The decisionmaking bodies of these associations are termed association councils (“Gemeinschaftsräte”), composed of the mayors and representatives of the municipal councils of member municipalities. Municipalities are competent in all areas directly affecting the local community. These functions are referred to as self-government tasks. They are either non-mandatory or mandatory. Only tasks that by their nature have to be entrusted to other levels of government and administration are excepted from local autonomy. To ensure the effective performance of their autonomous functions, municipalities have the right to adopt generally binding bye-laws for managing the affairs of the community. Apart from their autonomous responsibilities, municipalities have delegated functions to perform. In so doing, municipalities act in an executive capacity on behalf of the state or federal government. In the system of territorial units for statistical purposes (NUTS) developed by Eurostat for use in Europe, the administrative associations and municipalities in the Federal Republic are classified as LAU 1 and LAU 2 (Local Administrative Units)

Local planning autonomy

Local or municipal planning autonomy refers to the local planning rights constitutionally guaranteed to local authorities. The basis for planning autonomy is the constitutional right of municipal selfgovernment. The constitution of the Weimar Republic, Article 28 of the Basic Law, and the constitutions of the West German states have entrenched the system of local self-government. Article 28 of the Basic Law lays down that municipalities must be guaranteed the right to regulate all local affairs on their own responsibility within the limits prescribed by the laws. The Federal Building Code accordingly specifies that land-use plans are to be prepared by the municipality on their own responsibility.

Local self-government

Local or municipal planning autonomy refers to the local planning rights onstitutionally guaranteed to local authorities. The basis for planning autonomy is the constitutional right of municipal selfgovernment.

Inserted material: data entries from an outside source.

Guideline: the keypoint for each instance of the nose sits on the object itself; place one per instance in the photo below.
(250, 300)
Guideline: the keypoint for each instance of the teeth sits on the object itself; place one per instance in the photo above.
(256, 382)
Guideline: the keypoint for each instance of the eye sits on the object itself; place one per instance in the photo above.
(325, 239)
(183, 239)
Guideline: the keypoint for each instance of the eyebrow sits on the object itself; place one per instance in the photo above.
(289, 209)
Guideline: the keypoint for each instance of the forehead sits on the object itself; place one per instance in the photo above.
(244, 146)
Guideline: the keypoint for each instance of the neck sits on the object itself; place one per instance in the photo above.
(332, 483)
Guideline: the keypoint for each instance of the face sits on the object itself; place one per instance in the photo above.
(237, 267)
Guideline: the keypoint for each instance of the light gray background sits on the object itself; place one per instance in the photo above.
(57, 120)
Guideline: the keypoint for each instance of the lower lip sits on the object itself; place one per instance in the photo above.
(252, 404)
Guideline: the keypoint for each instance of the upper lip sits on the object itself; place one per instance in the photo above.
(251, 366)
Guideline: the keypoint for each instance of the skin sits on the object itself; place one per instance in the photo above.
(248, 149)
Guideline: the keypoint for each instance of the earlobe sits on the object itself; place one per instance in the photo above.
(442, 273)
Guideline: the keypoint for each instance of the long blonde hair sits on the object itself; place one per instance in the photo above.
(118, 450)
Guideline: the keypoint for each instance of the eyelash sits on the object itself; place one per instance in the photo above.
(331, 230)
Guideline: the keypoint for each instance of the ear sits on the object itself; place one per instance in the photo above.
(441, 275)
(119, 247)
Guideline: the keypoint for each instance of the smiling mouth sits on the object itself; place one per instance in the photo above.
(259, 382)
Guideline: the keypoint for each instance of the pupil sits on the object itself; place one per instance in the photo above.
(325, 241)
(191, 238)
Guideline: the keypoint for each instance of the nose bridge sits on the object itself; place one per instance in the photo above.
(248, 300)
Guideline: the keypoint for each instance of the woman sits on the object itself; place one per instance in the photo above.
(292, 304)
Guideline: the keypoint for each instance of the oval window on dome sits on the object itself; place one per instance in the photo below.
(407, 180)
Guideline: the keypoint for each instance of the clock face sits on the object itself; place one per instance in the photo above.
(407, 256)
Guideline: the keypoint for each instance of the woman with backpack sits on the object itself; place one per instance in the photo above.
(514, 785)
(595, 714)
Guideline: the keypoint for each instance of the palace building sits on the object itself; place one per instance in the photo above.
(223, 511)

The constitution of the Weimar Republic, Article 28 of the Basic Law, and the constitutions of the West German states have entrenched the system of local self-government. Article 28 of the Basic Law lays down that municipalities must be guaranteed the right to regulate all local affairs on their own responsibility within the limits prescribed by the laws. The Federal Building Code accordingly specifies that land-use plans are to be prepared by the municipality on their own responsibility.